このまま着くまで寝てしまおうと思った矢先、
「皆さん、うっすらとですがアースガルド皇国が見えてきましたよ」
御者の男性がそう言ったので体を起こす。
「お、やっとですか」
「これなら夕方までには着くでしょう」
「そうでございますか」
「このまま何も起こらなければいいんですけど…」
「そんなこと言うなよアレン」
「す、すいません…でもなんか…嫌な予感がして…」
確かに道中は何も無く進んでここまで来れたがまだ油断は出来ない。
「一応、着くまでは警戒しておこうか」
そう言うとアレン達は頷き、いつ来ても動けるようにしていた。
そして暫く進み、林を通り過ぎようと進んでいると、体育座りで顔を埋めていたナインが バッ っと急に顔を上げると体を起こして林がある方向を見た。
「どうしたナイン?」
「…あの林から複数の視線を感じる…」
目を閉じ、感覚を研ぎ澄ましてるであろう彼女はそう言った。
馬車から林まではほぼ目と鼻の先だ。
「魔物か? それとも盗賊か?」
「多分盗賊だ。声みたいなのが聞こえるし、魔物は森や林から出ることはあまりない」
「マジか。御者さん、悪いがもっとスピード上げられないか?」
「え、何でですか?」
「盗賊が襲って来るかもしれないからだ」
「本当ですか?」
「こんな嘘付いて誰が得すると思う?」
「……。分かりました、少し速度を上げます」
そう言って、御者は馬車の速度を上げた。
「おいウィル、ちょっと起きろ」
スヤスヤと寝ているウィルの体を激しく揺する。
「ん〜なんですかぁもう…」
「盗賊が襲って来るかもしれないから戦える準備しとけ」
そう言うとウィルは渋々と体を起こして魔法を放てるようにしている。
そして俺を含めて全員が臨戦態勢した時だった。
林から数十人の武装した男達が馬に乗ってこちらに向かってきた。
「来たぞ!アレン、ウィル、魔法で奴らを追い払うぞ!」
「分かりましたー」
「こ、殺すんですか?」
「いや、無理に倒す必要はない。馬をどうにかすれば追っては来れないだろうから馬を狙え」
「でも別に倒しちゃってもいいんですよねー?」
「出来るならな」
「じゃあサクッとやっちゃいますねー」
そう言ってウィルは馬車から身を乗り出して『風刃』を放った。
幾つか放たれた『風刃』は盗賊の首を斬ったり、馬の足を斬って転倒させたりしたがまだまだ数は残っている。
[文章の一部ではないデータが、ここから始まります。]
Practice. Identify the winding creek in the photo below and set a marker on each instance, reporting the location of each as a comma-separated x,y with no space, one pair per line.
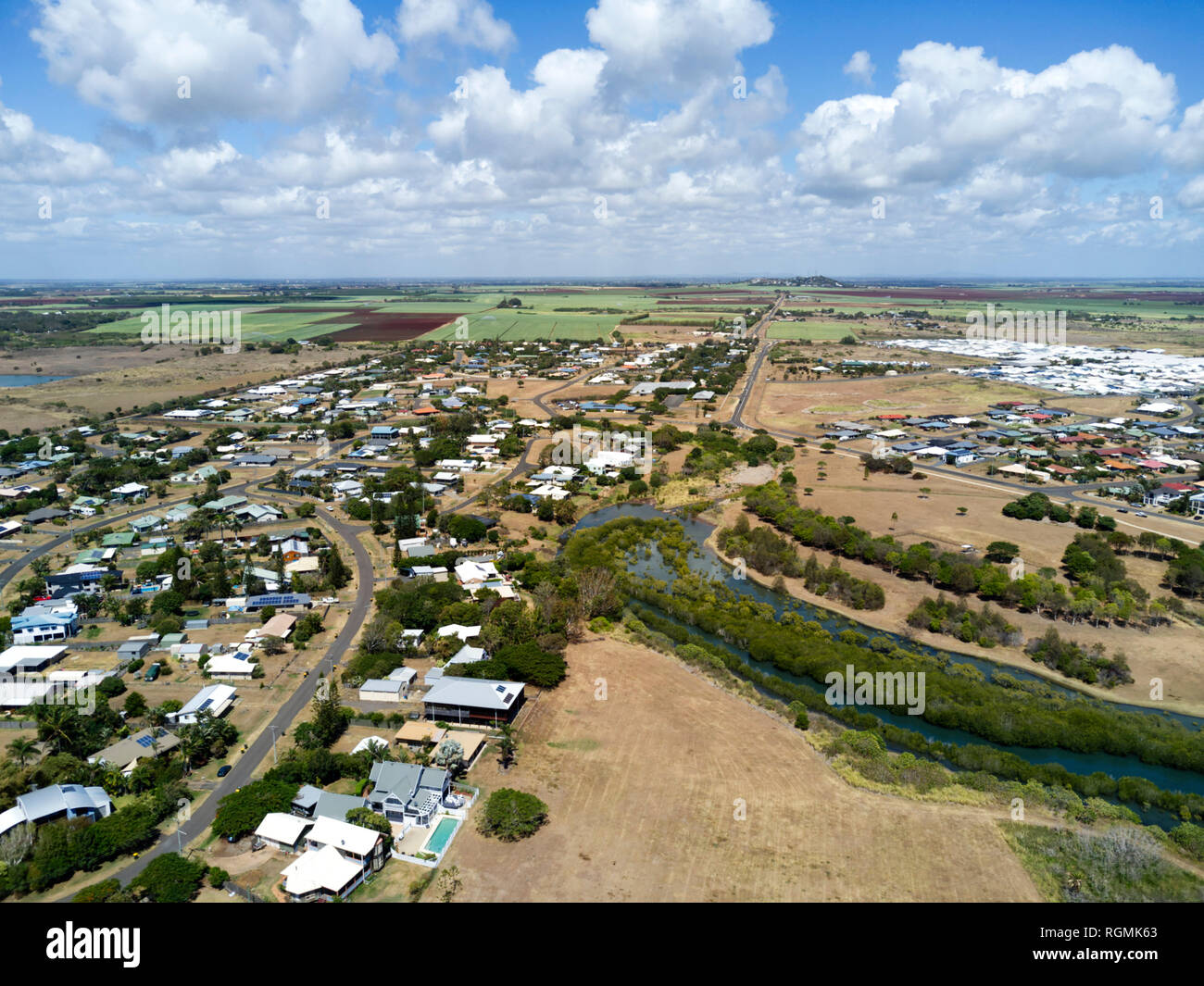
706,561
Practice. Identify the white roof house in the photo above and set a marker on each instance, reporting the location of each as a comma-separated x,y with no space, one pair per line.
469,655
283,830
236,665
470,572
347,838
320,872
369,742
215,698
473,693
382,690
29,657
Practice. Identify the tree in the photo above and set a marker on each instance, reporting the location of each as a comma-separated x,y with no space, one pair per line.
272,644
507,748
329,721
512,815
16,844
1002,550
449,755
135,705
449,884
22,749
365,818
169,879
241,813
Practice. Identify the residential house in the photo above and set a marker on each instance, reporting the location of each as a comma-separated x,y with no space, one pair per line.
408,791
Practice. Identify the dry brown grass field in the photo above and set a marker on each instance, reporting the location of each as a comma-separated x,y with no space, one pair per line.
1171,653
811,405
642,791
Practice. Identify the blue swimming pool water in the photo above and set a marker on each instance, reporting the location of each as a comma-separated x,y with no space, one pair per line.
438,842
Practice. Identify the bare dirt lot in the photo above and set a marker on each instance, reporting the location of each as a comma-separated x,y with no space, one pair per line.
810,405
642,791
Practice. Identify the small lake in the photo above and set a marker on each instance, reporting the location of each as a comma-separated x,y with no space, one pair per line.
25,380
697,531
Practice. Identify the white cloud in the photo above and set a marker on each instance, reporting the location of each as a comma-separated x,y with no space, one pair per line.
1097,113
29,156
861,68
252,60
465,22
666,44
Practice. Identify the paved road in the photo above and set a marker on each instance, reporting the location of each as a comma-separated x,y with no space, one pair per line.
762,351
245,767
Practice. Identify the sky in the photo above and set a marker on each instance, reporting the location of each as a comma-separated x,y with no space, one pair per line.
454,139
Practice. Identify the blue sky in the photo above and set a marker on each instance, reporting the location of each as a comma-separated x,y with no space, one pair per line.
461,139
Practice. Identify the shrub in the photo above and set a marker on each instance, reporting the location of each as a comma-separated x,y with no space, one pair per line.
512,815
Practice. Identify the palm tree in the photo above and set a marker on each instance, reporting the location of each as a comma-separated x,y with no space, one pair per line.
56,725
22,749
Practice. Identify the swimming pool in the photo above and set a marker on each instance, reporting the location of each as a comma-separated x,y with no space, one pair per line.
442,836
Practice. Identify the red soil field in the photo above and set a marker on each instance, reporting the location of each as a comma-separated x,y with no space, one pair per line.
1012,293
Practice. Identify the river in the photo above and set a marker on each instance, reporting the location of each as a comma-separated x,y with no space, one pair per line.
709,562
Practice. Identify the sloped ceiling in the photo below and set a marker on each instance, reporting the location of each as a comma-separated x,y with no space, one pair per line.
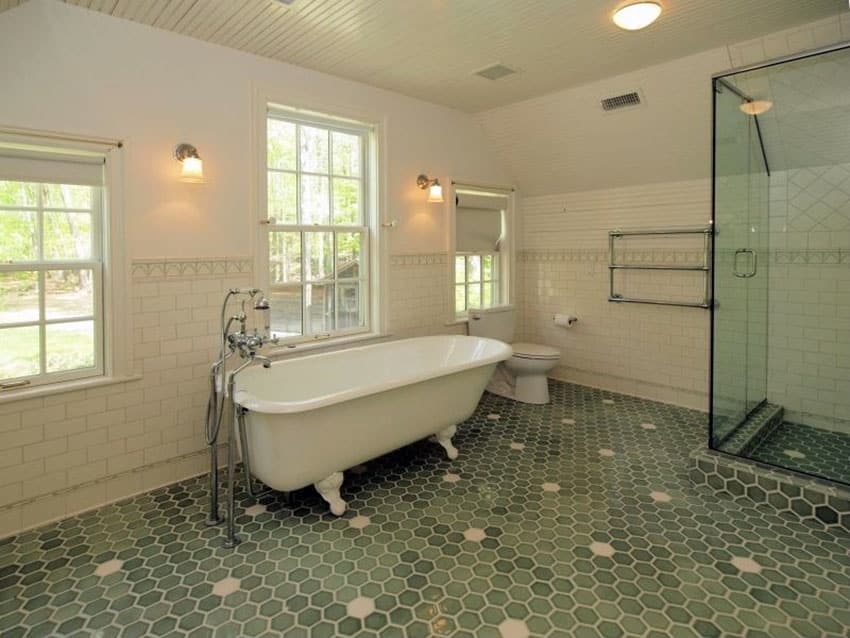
430,48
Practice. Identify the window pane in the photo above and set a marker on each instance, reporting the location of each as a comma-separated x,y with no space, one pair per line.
346,154
474,266
67,196
487,267
19,355
68,293
487,296
281,145
314,149
473,296
460,270
286,312
348,255
346,201
282,198
349,306
18,236
18,194
320,308
18,296
67,235
460,298
284,257
70,346
315,207
319,258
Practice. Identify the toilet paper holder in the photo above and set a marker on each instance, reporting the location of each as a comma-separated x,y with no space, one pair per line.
566,321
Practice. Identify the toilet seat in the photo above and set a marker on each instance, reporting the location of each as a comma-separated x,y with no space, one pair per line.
535,351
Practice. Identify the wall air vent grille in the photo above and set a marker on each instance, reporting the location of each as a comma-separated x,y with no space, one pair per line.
621,101
496,72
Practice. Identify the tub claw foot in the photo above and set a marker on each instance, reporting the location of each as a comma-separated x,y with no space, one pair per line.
328,489
444,438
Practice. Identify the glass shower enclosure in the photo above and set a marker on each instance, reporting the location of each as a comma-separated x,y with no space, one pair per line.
780,370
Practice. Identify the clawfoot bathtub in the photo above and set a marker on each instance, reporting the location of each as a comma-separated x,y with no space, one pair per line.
313,417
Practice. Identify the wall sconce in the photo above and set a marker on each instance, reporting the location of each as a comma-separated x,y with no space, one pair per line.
192,169
435,191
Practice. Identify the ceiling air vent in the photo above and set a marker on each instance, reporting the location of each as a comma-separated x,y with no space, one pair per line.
621,101
495,72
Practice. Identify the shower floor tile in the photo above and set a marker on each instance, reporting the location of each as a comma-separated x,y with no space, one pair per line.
807,449
571,519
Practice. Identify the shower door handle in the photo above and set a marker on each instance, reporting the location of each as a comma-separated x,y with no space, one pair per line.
755,260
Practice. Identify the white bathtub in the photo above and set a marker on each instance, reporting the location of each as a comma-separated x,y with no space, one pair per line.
312,417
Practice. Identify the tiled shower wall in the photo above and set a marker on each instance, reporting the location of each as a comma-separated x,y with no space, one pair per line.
658,352
69,452
809,293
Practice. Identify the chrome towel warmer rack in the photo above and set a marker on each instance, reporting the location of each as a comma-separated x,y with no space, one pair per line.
704,267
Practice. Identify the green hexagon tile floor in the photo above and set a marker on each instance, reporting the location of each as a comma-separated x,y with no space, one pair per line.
571,519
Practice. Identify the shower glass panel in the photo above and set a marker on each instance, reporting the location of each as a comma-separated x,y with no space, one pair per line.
781,264
740,268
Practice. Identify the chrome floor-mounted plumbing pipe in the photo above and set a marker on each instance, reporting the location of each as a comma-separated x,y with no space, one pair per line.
221,393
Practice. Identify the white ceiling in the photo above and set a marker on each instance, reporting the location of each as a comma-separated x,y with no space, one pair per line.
430,48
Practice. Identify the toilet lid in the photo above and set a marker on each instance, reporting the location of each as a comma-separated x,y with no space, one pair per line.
534,351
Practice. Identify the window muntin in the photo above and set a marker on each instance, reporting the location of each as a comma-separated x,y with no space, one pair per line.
477,281
318,227
51,269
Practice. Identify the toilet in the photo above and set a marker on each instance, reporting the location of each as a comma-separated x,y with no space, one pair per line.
523,376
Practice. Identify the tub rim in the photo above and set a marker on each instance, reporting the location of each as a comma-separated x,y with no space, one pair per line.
244,398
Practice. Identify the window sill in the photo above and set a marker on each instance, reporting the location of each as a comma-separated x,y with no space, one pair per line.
50,389
325,344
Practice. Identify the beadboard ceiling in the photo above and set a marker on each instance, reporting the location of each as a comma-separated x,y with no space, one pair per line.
430,48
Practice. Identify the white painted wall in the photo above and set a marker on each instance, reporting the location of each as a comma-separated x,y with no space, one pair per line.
94,74
76,71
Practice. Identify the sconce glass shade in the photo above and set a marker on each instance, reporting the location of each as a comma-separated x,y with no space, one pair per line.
193,169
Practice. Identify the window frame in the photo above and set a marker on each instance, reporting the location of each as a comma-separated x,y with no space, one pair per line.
506,255
373,258
110,306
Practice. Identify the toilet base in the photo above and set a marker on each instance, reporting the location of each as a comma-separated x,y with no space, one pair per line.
532,389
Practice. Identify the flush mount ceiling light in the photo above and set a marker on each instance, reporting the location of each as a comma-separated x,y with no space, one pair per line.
637,15
756,107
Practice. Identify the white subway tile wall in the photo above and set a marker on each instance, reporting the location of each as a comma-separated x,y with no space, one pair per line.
809,295
658,352
68,452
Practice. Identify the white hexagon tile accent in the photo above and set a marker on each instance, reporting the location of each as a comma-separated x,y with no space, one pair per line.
746,565
601,549
109,567
255,510
360,607
226,586
359,522
475,534
512,628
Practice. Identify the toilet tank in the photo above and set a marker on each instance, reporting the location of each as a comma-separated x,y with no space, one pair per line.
494,323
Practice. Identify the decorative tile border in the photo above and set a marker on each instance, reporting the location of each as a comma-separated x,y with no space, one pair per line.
423,259
165,268
808,499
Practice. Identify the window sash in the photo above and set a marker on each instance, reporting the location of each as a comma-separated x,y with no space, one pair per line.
41,265
364,280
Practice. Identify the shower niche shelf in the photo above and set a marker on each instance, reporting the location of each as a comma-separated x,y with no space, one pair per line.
704,267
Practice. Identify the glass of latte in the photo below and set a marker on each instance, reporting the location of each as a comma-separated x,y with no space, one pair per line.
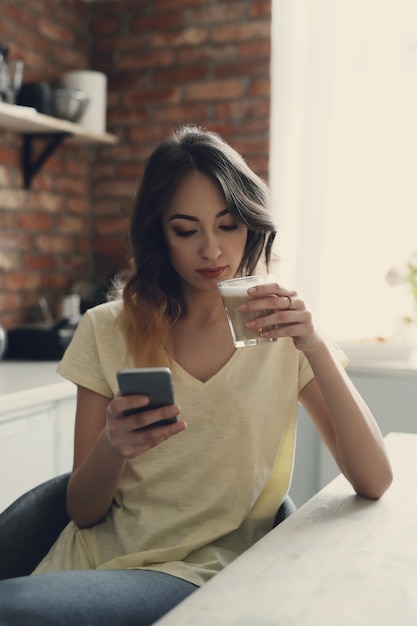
234,292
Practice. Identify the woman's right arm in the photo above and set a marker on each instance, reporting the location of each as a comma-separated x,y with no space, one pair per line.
104,439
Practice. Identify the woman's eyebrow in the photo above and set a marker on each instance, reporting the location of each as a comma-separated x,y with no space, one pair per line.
191,218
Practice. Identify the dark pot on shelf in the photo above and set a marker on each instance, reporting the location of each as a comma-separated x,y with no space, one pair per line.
37,95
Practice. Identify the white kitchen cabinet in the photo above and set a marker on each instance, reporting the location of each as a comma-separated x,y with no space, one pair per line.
26,451
37,415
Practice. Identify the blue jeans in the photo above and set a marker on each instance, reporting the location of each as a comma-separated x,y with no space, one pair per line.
90,598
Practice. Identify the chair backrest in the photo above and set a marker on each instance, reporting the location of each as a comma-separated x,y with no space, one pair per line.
31,525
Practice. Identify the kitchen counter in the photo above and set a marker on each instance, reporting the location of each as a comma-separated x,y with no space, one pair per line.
25,383
396,369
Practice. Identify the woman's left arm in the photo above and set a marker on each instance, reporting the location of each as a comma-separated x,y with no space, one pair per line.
346,424
340,414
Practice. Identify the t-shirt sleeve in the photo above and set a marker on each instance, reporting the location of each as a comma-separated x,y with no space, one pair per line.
81,361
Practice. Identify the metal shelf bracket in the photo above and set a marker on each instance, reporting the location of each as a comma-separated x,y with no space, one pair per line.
31,164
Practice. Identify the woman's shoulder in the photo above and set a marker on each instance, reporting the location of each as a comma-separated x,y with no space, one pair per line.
105,312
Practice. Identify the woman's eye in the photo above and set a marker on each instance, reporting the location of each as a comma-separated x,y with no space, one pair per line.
184,233
229,227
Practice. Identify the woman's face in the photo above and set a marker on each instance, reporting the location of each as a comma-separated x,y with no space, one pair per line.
205,243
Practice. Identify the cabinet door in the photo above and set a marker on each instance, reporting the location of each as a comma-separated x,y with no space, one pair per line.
26,452
64,424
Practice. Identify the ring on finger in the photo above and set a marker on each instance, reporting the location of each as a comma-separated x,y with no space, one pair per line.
290,301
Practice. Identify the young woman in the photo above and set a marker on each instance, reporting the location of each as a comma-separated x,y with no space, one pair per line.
157,512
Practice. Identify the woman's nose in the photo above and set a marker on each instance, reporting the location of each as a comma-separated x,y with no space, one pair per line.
210,248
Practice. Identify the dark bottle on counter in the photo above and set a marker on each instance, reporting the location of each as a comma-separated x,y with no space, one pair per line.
6,94
3,341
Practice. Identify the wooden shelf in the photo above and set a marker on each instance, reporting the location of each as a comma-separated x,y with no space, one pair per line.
26,120
50,130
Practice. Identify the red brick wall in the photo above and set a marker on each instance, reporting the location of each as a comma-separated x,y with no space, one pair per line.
167,63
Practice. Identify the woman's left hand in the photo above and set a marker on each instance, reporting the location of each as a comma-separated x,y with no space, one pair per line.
282,313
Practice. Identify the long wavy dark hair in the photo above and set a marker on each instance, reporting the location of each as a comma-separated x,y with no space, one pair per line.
152,296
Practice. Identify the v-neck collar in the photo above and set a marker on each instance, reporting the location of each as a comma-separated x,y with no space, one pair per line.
196,382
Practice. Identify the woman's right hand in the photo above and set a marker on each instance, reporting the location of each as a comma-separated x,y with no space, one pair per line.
131,435
104,439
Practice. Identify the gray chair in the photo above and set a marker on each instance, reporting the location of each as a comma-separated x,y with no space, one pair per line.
31,525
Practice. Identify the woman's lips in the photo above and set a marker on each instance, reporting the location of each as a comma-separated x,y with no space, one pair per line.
212,272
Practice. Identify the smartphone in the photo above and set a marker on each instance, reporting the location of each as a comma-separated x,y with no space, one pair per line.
155,382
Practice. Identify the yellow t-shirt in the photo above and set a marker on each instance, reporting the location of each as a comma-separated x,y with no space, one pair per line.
194,503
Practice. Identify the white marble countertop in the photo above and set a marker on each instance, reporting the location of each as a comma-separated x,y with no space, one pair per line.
339,559
396,369
26,383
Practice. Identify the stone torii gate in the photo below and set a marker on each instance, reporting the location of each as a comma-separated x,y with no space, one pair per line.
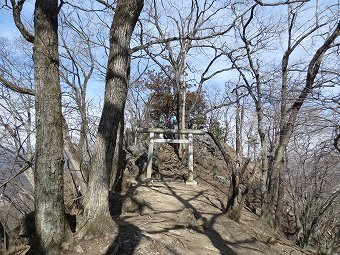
189,141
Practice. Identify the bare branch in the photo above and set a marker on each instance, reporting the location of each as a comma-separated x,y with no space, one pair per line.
16,88
260,2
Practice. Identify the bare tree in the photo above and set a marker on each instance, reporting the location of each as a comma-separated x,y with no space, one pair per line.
96,212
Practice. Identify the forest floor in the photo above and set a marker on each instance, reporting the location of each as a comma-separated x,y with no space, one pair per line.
170,217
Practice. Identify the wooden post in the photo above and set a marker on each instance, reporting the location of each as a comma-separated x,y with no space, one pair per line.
190,180
150,155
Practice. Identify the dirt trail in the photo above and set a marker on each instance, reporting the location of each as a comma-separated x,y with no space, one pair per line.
173,218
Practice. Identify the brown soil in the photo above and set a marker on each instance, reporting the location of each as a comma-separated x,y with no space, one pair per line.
162,217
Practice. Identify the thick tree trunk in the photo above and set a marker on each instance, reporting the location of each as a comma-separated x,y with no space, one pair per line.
118,160
49,203
287,127
96,211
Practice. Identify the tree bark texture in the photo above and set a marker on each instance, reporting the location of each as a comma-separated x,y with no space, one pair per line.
49,204
287,128
118,160
96,211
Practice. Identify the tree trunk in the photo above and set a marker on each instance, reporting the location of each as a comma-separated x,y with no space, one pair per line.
269,206
49,203
118,160
96,206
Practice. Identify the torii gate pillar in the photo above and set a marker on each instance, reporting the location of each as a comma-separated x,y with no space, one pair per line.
188,141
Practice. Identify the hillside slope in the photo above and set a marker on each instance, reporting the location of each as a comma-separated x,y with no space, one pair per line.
169,217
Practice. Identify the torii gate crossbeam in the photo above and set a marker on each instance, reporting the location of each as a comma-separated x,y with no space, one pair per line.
188,141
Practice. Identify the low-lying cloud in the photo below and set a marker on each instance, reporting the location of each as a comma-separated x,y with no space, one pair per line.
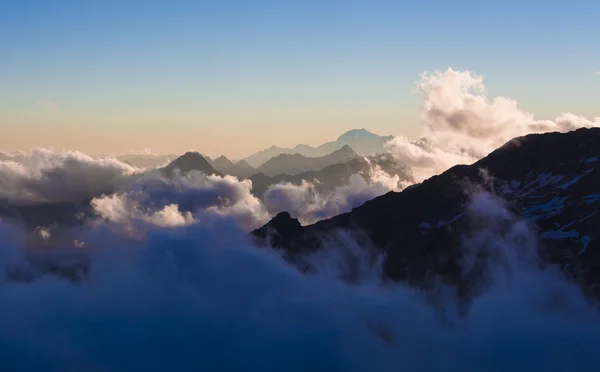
47,176
305,203
205,298
183,200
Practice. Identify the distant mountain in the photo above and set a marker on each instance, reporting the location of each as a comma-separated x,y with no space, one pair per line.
328,179
420,229
147,160
360,140
188,162
241,169
292,164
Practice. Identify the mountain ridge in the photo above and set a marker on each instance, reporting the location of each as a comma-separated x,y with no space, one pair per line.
419,228
361,141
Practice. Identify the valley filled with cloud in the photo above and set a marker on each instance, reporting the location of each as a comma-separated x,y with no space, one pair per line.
115,266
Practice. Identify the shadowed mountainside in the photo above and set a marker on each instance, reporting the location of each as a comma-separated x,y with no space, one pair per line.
420,229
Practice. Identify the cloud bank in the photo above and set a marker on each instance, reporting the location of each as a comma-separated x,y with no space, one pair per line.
204,298
306,204
461,124
47,176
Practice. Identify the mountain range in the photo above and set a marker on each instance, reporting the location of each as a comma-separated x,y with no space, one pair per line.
293,164
240,169
188,162
420,229
361,141
146,160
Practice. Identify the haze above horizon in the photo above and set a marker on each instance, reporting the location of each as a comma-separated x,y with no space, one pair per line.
234,77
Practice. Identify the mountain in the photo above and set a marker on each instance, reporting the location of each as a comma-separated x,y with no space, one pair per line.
328,179
188,162
241,169
420,229
360,140
146,160
292,164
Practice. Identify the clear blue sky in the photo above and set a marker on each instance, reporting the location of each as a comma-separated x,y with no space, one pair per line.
232,76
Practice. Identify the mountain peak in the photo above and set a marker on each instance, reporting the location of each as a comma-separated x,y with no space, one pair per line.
346,149
356,135
188,162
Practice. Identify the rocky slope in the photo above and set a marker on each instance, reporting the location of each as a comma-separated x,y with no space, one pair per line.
552,180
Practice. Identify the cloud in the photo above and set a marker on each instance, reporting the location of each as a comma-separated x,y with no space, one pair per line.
461,124
202,295
47,176
48,105
305,203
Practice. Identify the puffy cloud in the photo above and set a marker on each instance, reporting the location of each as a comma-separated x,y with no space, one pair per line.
48,176
202,295
462,124
183,200
305,203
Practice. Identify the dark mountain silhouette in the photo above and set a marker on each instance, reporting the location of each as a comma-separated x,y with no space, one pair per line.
420,229
240,169
361,141
328,179
190,161
295,163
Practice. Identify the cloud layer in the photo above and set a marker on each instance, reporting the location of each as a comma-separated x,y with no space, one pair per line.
206,298
48,176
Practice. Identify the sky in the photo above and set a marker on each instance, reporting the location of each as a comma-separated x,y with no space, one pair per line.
235,76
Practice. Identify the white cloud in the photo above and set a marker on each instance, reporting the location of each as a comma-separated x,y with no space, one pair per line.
47,176
48,105
305,203
183,200
462,124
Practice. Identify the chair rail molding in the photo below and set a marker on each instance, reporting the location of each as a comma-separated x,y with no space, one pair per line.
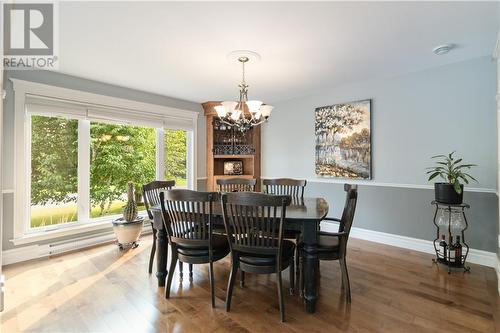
382,184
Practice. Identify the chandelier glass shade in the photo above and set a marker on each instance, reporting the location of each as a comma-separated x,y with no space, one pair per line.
244,114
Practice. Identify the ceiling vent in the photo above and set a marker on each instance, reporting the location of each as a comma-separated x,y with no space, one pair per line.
443,49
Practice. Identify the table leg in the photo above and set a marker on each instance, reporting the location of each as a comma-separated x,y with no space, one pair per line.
311,263
161,256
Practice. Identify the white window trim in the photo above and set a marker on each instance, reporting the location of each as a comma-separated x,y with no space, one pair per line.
22,148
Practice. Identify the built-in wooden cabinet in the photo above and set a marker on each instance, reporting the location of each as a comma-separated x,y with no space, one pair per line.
224,144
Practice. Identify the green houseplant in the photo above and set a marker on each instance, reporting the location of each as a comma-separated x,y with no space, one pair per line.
452,170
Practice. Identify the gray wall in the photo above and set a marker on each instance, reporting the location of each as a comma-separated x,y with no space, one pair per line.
66,81
414,116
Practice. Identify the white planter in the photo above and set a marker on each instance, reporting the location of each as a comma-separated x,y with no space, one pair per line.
127,233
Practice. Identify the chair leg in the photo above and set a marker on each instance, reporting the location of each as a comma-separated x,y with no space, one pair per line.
280,296
153,251
345,278
232,278
301,275
173,263
242,279
212,283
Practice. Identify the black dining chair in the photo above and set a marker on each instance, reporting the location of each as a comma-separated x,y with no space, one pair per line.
286,186
236,184
254,227
333,245
151,195
295,189
188,222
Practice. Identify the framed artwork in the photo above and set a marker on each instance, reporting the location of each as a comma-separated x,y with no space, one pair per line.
343,140
233,168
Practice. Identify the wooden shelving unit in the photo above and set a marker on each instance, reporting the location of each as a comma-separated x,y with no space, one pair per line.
217,139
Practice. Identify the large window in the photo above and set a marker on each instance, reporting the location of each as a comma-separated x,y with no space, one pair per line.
119,154
176,156
54,164
80,167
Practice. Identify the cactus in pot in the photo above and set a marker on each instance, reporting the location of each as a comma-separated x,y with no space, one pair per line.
130,210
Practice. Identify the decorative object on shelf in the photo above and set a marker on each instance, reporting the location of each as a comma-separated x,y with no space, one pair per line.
451,170
127,232
130,209
451,223
233,168
244,114
343,140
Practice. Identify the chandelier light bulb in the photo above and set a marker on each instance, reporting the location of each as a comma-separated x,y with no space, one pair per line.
230,106
266,110
253,106
235,115
221,111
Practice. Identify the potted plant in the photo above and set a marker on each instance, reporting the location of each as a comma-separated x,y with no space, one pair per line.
452,171
128,228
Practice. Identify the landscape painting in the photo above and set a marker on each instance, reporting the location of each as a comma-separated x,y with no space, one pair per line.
343,140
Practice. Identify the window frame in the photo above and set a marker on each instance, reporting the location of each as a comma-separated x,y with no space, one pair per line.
172,118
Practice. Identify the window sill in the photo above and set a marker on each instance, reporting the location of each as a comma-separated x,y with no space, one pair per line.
41,236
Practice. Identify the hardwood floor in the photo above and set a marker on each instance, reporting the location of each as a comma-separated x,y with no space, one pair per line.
102,290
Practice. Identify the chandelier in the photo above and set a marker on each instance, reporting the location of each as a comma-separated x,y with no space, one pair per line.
244,114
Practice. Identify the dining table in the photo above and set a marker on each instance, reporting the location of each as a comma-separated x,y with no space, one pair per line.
302,215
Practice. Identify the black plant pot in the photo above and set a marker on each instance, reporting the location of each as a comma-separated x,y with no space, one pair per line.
445,193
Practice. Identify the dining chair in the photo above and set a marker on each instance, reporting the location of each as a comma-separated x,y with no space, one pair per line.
286,186
151,195
295,189
236,184
333,245
188,222
254,227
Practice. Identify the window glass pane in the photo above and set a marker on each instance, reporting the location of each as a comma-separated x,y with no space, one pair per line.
54,161
119,154
175,156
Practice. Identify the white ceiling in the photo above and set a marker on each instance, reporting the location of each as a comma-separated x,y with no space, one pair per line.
179,49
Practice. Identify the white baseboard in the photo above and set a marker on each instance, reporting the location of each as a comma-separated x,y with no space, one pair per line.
25,253
475,256
497,268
「(数が多いな…てか相手が盗賊とはいえ、よく考えると人を相手にするのはこれが初めてになるのか…)」
俺にやれるだろうか? いや、やれるかじゃないやるんだ。
これは生きる為の戦いなのだから。
そう自分に言い聞かせて俺は魔法を放つ…が、若干距離があるせいか、思うように当たらない。
しかしそれでも盗賊達の数は少しずつ減ってはいた。
「御者さんもっと飛ばせないのか!?」
「出来ますがかなり揺れます! 振り落とされないようにしっかり捕まっててください!」
御者がそう言うと馬車のスピードがグンと上がり、激しく上下に揺れ始める。
すると盗賊達も馬の速度を上げて追いかけて来ていた。
「ん?」
馬車の近くまで追いついた二人組の盗賊の片方が弓矢をこっちに向けた。
嫌な予感がした俺は覗くのをやめて馬車の床に伏せた。
「伏せろ! 弓矢だ!」
咄嗟にそう叫ぶと全員が床に伏せた。
するとさっき俺が覗いていた付近の幌に一本の矢が貫通した。
「アブねっ!?」
「このままではマズイですね…御者さん、もっと速度を上げることは出来ないのですか?」
「これ以上は無理ですよ!」
「ダメか…」
「どうするのですかコータロー様? 距離もどんどん縮まってきています。このままでは追いつかれてしまいます」
床に伏せながらアンジェがそう言った。
「お前この状況でよく落ち着いていられるな…」
「この程度で怖じ気付いていたらメイドなど務まりませんよ」
「……このままじゃラチがあかない。兎に角、奴らを倒すしかないな」
こうしている間にも次々と矢が放たれてくる。
「コータローさん! 早くなんとかーーーガッ!?」
御者が何かを言いかけた時、彼の首を矢が貫通し、馬車から落ちた。
「御者さん! クソッ!!」
『グエーーーーッ!!』
突然、ラッシュバードの鳴き声がしたと思うと馬車が傾きはじめた。
「傾いてる!? マズイ!? 何かに掴まれ!」
咄嗟にそう言うが時すでに遅し。
馬車はやがて転倒して俺たちは馬車から放り出されはしなかったものの、その強い衝撃が体を襲った。
「ぐっ…う…いってぇ…大丈夫かみんな?」
「私は平気です」
「アタシもだ」
アンジェとナインはピンピンしているがウィルとアレンからは返事がなかった。
2人の方を見ると2人とも横たわっていた。
「ウィル? おいウィル! しっかりしろ!」
「……う、うぅ…ん…お兄さん?」
「大丈夫か?」
「ちょっとだけ頭痛いですけどまあ大丈夫ですよー」
「戦えそうか?」
ウィルは頭を摩りながら首を縦に振った。
「マスター、こっちは気を失ってるだけだ」
「そうか…ならよかった…」
最悪の事態でないことに思わずホッとする。
「コータロー様、彼らが近づいてきてますよ」
アンジェがそう言ったので幌から外を覗くと残った盗賊達が馬車に近づいていた。
「おい! 中にいるのは分かってんだ! 大人しく武器を捨てて出てくれば命だけは助けてやるぜ? ヒヒヒ…」
銀色に鈍く光る金属製の重装の防具を付けたリーダーらしき髭面の体格のいい中年男がそう言って来るが、明らかに嘘をついてるのが分かった。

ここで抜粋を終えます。